There’s a lot of hype on serverless in recent years, it’s a nature evolution of cloud computing — the ubiquity of on demand instances and servers has taken the customer’s appetite to the next level, that is, on demand function calls.
Why do we bring up instances? We need to run applications but we don’t wanna maintain actual hardwares. The technology and market is mature enough now we don’t wanna maintain the instance itself. In layman’s term, serverless is to EC2 as Lyft/Uber is to New Yorker, we want the convenience of a car but we don’t want to pay for the parking and maintenance of a car.
It’s a very common use case for web applications especially where applications need to handle large volume of requests yet each request is usually very simple computation task. However, in the case of ETL and OLAP queries which usually has more requirements on hardware and setup (more than a container, say a Hadoop cluster), it’s still a green field for serverless.
One of our product offerings allows customers and our analysts to run all kinds of analytical queries against 20+ years worth of US consumer credit data (the data the calculates everyone’s credit score). It’s big but not huge data in TB range, however, drilling it down is almost impossible if you just dump into RDBMS.
The rest of the post I’ll be going through how we (at PeerIQ) achieve serverless data lake/warehouse and running performant OLAP queries serverlessly on AWS working with the above data.
S3 as Serverless Data Lake/Warehouse
At the beginning, I was the one to architect it out and maintain the cluster with very minimal devops support. Only took me couple days to realize there’s no way we can support long running hdfs on EC2 or even EMR, we had to dump the data on some other file systems where it can 1. still work with all the distributed query engines (hive/spark/presto) and 2. no one has to ever worry about it. Naturally, there’s one very good candidate on the horizon — S3. There’s more detailed comparison on databricks. One thing I’d like to highlight is that — with other integrations such as Glue and Athena, not just the cost savings on actual AWS service, but also the man hours is huge, this turned out to be an excellent decision.
Early in the days, migrating metastore (where hive keeps all the table information and spark and presto referencing from) from EMR to EMR was not the easiest thing to do if we bumped EMR version. With Glue (basically an external metastore/data catalog), it made things (for a developer from non-big data world) a lot easier to run OLAP query with distributed query engines on any data that’s on S3. There’s still caveats with Glue that’s either not well documented or there’s just bugs with the connector — for example, somehow I can drop partition in spark-sql but not in hive. Yet, the cost savings of having anyone with minimal understanding on how these systems are setup and how things work together being able run queries on any data on S3 with an EMR cluster worth way more than working around these caveats.
Tip: Don’t create your table with location on S3 if it’s going to be a large table, do your things on hdfs then do s3distcp to S3.
Serverless ETL and OLAP Queries
We’ve been having great success with is AWS Athena.
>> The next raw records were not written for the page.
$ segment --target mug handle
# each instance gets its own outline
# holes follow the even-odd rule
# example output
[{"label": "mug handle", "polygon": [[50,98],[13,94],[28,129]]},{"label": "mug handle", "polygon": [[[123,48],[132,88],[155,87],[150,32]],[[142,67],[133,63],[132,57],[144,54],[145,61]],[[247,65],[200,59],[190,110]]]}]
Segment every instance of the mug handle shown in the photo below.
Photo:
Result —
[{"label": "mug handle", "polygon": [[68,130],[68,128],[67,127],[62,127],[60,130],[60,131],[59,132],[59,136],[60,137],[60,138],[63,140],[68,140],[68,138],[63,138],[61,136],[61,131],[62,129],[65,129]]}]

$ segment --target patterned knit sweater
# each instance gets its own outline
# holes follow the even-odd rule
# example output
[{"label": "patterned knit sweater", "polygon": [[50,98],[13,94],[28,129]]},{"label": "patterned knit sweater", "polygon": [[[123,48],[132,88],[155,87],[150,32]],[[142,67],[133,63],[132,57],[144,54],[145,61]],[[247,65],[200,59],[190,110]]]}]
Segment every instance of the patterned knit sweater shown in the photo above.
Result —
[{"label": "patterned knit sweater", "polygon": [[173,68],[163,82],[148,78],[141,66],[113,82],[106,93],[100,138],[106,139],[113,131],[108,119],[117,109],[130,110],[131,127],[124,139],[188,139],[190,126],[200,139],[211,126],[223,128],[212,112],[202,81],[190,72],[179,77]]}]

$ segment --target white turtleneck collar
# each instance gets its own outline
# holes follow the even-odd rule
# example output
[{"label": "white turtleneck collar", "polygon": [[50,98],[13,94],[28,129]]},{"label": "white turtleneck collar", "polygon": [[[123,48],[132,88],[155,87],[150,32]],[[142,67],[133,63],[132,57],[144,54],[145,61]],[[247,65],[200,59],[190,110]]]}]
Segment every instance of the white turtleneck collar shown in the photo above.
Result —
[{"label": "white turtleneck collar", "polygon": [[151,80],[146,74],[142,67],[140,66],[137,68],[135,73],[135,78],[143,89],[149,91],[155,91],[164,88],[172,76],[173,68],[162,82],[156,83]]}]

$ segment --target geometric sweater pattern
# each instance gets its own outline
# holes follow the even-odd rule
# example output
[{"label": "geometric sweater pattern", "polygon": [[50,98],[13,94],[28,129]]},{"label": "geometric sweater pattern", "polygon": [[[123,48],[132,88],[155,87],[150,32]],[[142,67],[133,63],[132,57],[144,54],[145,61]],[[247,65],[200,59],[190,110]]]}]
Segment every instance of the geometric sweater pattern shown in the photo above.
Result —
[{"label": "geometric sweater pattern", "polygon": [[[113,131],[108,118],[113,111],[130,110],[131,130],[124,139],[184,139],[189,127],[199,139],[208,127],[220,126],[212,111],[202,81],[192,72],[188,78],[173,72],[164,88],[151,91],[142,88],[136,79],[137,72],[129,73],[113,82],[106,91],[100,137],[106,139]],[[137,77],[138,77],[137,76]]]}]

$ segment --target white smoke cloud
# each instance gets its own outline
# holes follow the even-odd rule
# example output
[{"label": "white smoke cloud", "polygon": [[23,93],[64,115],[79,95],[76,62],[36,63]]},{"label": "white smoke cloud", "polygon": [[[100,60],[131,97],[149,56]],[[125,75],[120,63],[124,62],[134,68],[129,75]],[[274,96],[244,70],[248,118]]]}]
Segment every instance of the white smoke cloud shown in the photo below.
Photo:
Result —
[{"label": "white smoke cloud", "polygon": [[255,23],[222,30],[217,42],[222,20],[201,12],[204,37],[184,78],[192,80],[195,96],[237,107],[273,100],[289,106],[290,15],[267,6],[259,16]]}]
Before Athena was available, one of my daily routine is to troubleshoot hive/spark/presto queries for our analyst, there are principals to tune the memory settings that I have probably shared too many times it’s ironed in my brain. The analyst’s job is to write analytical queries, and my job make the barrier as low as possible for their queries to work — with Athena, no clusters deployment involved, most queries work out of box, job done! Our analyst is even able to run ETL on his own (or maybe he’s just too awesome!) with Athena. I am now more concerned with version controlling our ETL queries than them being able to iterate faster.
Of course it’s not done-done, Athena still has concurrent and resource limit (a little unreliable to use for production big data ETL), at times it’s difficult to see why query’s erring out, or say we’d like implement our own UDF (that said it does support lambda expression). We’d always need our own EMR from time to time, but once we get the custom piece into processed data on S3, data engineers can ‘enjoy’ other projects on their hand.
Hopefully this gives small orgs ideas to solve big data ETL and analytics problems cost effectively! Not just lowering AWS bill, data engineers and devops finally don’t have to be constantly trouble shooting the cluster.